I have a question arising from the Moreau-Yosida regularization in Banach spaces. The real Banach space $X$ and its dual $X^*$ are both reflexive strictly convex, $f:X \rightarrow \mathbb{R} \cup \{+\infty\}$ is lower-semicontinuous, proper and convex. $F$ is the duality mapping of $X$, defined by

$$F(x) := \{ x^* \in X^*: \|x\|_X^2=\|x^*\|_{X^*}^2=x^*(x)\}.$$

For $X$ strictly convex, $F$ is always single-valued.

I know that the subdifferential $\partial f(x)$ is maximal monotone and that $$R(\partial f+\lambda F) = X^*,$$ where $R$ is the range of the operator.

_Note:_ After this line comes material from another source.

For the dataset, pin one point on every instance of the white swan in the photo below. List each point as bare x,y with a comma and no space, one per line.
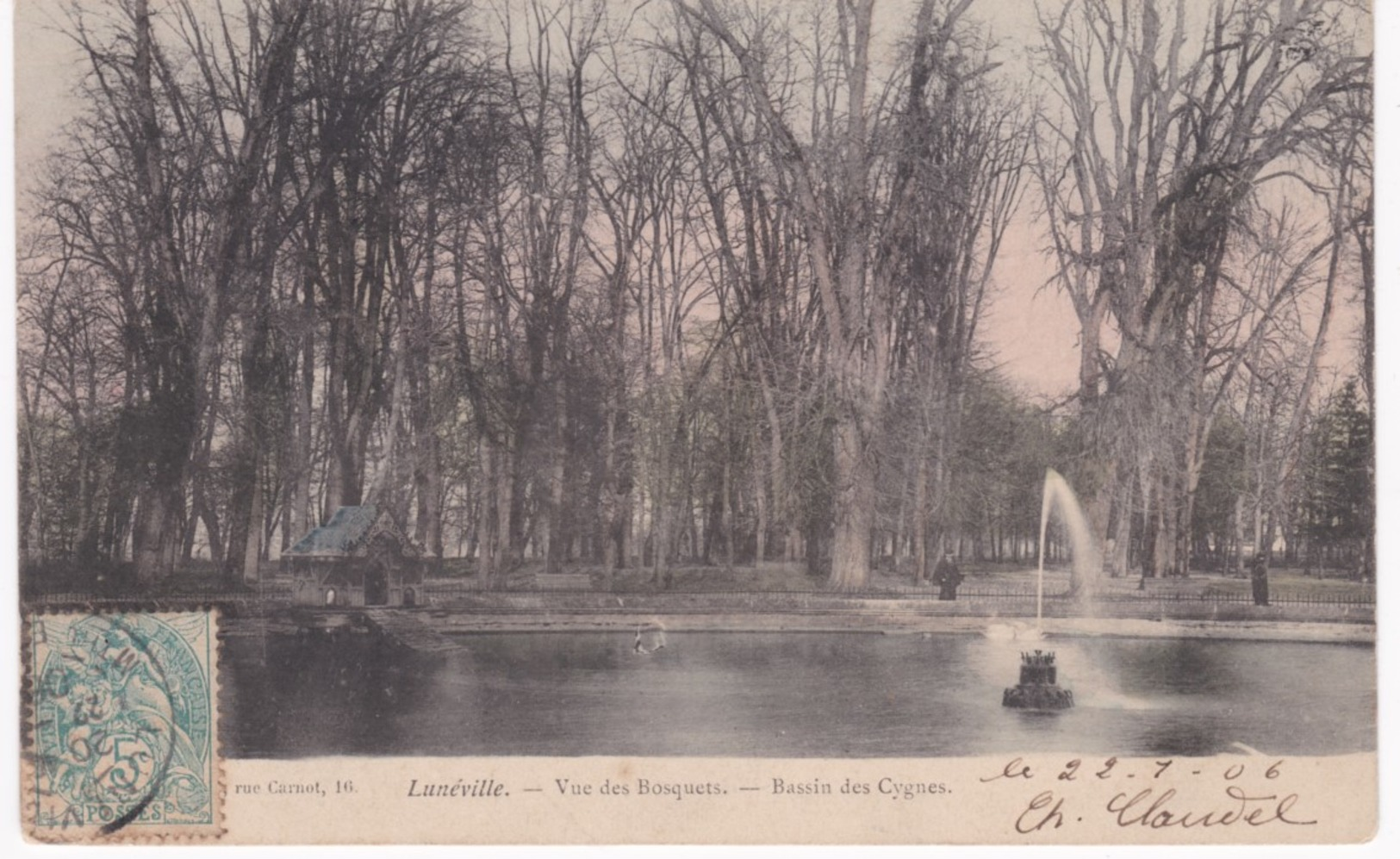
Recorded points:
638,646
1015,632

Somehow from this should follow that for every $x \in X, ~\lambda>0$ there is an $x_\lambda \in X$ such that $$0 \in\partial f(x_\lambda) + \lambda F(x_\lambda - x)$$.

But I don't see how. Well, if $F$ were linear this would be trivial, but it is not.

Does anyone have an idea how this can be shown? Thank you in advance.

-
Could you explain better exactly what $F$ is? –  Sergio Parreiras Dec 8 '13 at 3:22
Thank you for the suggestion, I've done it now. –  Gennadij Heidel Dec 8 '13 at 5:06
By which argument do you know $R(\partial f + \lambda \, F) = X^*$? Can you also show this including a translation $R(\partial f(\cdot+x) + \lambda \, F(\cdot))$? –  gerw Dec 8 '13 at 8:30

First note that $F$ is the subdifferential of $j(x) = \frac12 \, \|x\|^2$.
Then, your condition is the necessary and sufficient optimality condition of: Minimize (w.r.t. $\tilde x$) $$f(\tilde x) + \frac\lambda2 \, \|\tilde x - x\|^2.$$
Now, it remains to show the existence of a minimizer of this functional. Therefore, you can use the convexity of $f$ and the quadratic growth of $\|\cdot\|^2$ to show that the objective is bounded from below and coercive. Using the lower-semicontinuity of $f$ (and $j$), you can infer the existence of a minimizer using standard arguments.